Let’s expand on this.
Why do we need a cost to membership?
RLN’s membership system is a rate limiting strategy to ensure that no user can come in and DoS other users out of Waku Relay. You can learn more about it in Explanation series - RLN Relay
The cost to acquire an RLN membership is a security measure to ensure that an attacker does not flood the network for a cheap price.
It is used in lieu of PIIs traditionally employed to protect Internet systems (phone number, IP address, email address), which are usually invasive to user’s privacy (as originally explained in Privacy-preserving p2p economic spam protection in Waku v2 | Vac Research).
Other strategies such as CAPTCHA are inherently centralized, which does not align with our principles either.
Finally, the total number of RLN memberships are capped on the smart contract at any point in time - more on that at the end.
tl;dr:
- we don’t want to use centralized or intrusive privacy to DoS protect Waku networks
- so we ask people to put a deposit down to get a RLN membership
- We prevent potential attackers to flood the network
- We prevent potential attackers to hog all the memberships
Phase 1: Deposit
In phase 1, users deposit an amount, proportional to the rate limit they get, in the RLN smart contract to get a membership for a period of time.
Proposed parameters are:
- $0.05 per message in the rate (e.g. $5 for 100 msgs per 10 min)
- For 180 days
- After 180 days, they can either withdraw their deposit, and renew the membership by sending a transaction that would re-use the existing deposit.
Phase 2: Diversify
The deposit is a deliberate friction so that potential attackers don’t just “grab all memberships”. However, we can easily imagine how many kind of off-chain action could be warrant access to a RLN membership:
- User staked X SNT token. This could allow a short term membership (e.g. 1 month); membership rate limit could be related to number of staked token;
- User owns an ENS on Ethereum L1 or ENS chain; and proves it; the membership length could even be related to ENS expiry time;
- User has bridged tokens on Status chain
- User has some sort of other onchain history; e.g.
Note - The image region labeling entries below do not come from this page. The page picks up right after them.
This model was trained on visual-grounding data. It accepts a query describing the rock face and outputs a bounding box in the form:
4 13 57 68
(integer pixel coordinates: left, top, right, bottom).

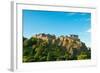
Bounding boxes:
33 33 87 55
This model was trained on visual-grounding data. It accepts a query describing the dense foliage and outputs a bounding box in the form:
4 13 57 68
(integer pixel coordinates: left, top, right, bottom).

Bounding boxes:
23 34 91 62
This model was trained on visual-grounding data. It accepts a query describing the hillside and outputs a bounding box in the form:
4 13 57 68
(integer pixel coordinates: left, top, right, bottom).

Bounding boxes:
23 33 91 62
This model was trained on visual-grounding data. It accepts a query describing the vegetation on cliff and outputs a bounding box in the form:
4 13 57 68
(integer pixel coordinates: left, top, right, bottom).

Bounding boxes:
23 33 91 62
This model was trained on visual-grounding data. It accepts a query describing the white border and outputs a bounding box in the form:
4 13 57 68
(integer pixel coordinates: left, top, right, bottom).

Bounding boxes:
11 2 97 71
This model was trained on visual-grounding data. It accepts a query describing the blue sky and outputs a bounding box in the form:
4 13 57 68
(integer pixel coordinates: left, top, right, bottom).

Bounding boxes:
23 10 91 46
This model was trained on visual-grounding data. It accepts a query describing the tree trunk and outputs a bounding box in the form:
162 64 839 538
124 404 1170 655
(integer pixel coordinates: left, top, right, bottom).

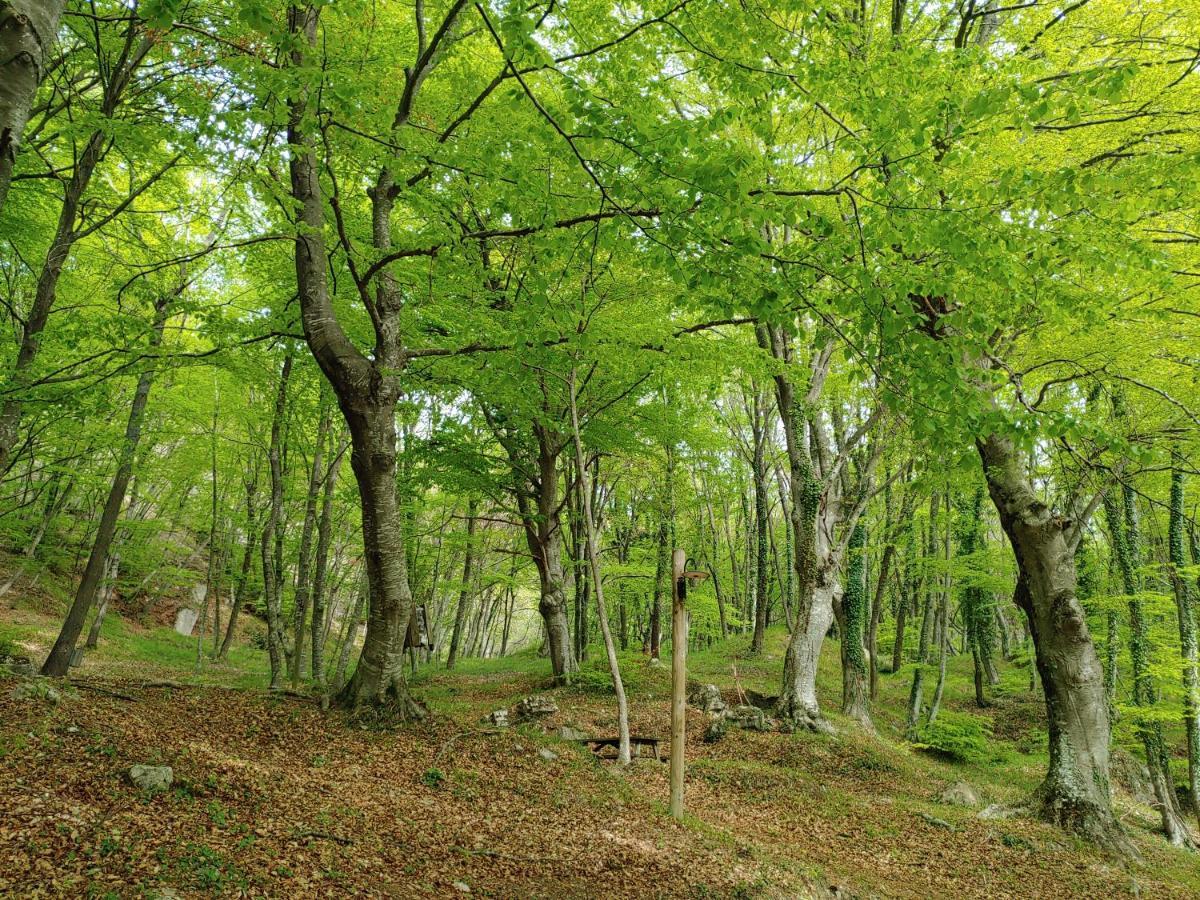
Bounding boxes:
260 354 292 690
834 524 875 731
290 398 329 690
750 391 769 653
1166 468 1200 830
40 295 173 678
217 472 258 660
446 497 479 668
0 0 66 212
308 438 349 692
977 434 1133 853
84 553 121 650
568 368 633 766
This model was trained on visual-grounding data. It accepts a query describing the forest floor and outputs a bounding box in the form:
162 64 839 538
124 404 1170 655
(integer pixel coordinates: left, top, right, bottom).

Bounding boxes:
0 595 1200 899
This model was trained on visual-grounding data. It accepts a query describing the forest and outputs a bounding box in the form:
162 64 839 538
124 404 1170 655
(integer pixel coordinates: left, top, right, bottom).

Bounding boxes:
0 0 1200 898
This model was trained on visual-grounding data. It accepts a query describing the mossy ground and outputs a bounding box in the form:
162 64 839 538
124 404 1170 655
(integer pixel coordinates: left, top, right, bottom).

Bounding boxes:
0 585 1200 898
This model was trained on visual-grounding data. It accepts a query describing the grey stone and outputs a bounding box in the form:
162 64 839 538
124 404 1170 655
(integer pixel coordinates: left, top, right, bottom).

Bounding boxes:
937 781 979 806
917 812 954 832
725 706 775 731
130 766 175 792
516 694 558 719
688 684 725 713
1109 748 1154 805
979 803 1013 818
704 715 730 744
175 606 200 636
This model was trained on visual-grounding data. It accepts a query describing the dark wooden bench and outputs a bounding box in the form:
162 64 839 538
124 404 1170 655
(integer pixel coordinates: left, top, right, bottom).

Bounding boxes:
576 734 664 762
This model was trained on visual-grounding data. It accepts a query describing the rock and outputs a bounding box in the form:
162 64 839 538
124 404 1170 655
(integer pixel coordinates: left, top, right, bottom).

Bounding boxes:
725 706 775 731
917 812 954 832
516 694 558 719
688 683 725 713
937 781 979 806
130 766 175 792
979 803 1013 818
8 679 62 703
1109 748 1154 805
0 656 37 678
704 715 730 744
175 606 200 637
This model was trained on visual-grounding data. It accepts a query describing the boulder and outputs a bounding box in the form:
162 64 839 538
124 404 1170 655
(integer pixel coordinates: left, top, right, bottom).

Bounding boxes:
704 715 730 744
725 706 775 731
130 766 175 793
937 781 979 806
688 683 725 713
516 694 558 719
8 678 62 703
0 656 37 678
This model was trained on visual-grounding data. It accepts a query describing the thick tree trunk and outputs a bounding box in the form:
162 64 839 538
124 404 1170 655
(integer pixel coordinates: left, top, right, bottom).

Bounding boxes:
568 370 633 766
338 403 425 719
834 524 875 731
308 438 349 692
259 354 292 690
42 295 172 677
0 0 66 211
977 434 1133 853
1168 468 1200 830
290 403 329 690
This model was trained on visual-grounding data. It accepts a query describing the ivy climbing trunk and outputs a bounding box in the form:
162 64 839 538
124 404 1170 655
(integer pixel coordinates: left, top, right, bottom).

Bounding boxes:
0 0 66 211
977 434 1133 853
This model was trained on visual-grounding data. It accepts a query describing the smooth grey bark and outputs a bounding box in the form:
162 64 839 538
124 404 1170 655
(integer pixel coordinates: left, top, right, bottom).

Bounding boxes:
290 402 330 690
288 0 466 718
568 368 629 766
42 294 175 677
446 497 479 668
329 572 371 691
217 463 258 660
308 439 349 691
0 0 66 212
259 353 292 690
0 24 156 475
750 390 768 653
84 553 121 650
977 434 1134 853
Funds were added more than a year ago
- User swapped assets in Status wallet within the past month
- User owns a farcaster account
- User spent $100 on Codex storage
- User used dApps on Status chain
- User deposited assets to a RAILGUN smart contract
- etc
Of course, each of those needs to be carefully reviewed to ensure that potential attackers cannot cheaply accumulate entry tickets to potential attack the network
Conclusion
While the initial RLN model involves users depositing assets to get a membership, we understand that onboarding friction is undesired.
This model is the first version of RLN, and as RLN integration progresses in application, we expected a diversification in the requirements to acquire an RLN membership.
global rate limit
The global rate limit is tightly linked to the network capacity, which itself is linked to the number of shards in the network.
The intent isn’t to cap the total number of user per se. But instead, to be able to predict and plan network capacity increase by monitoring the memberships in the smart contract, actual traffic on thje network and eventually increase the number of used shards.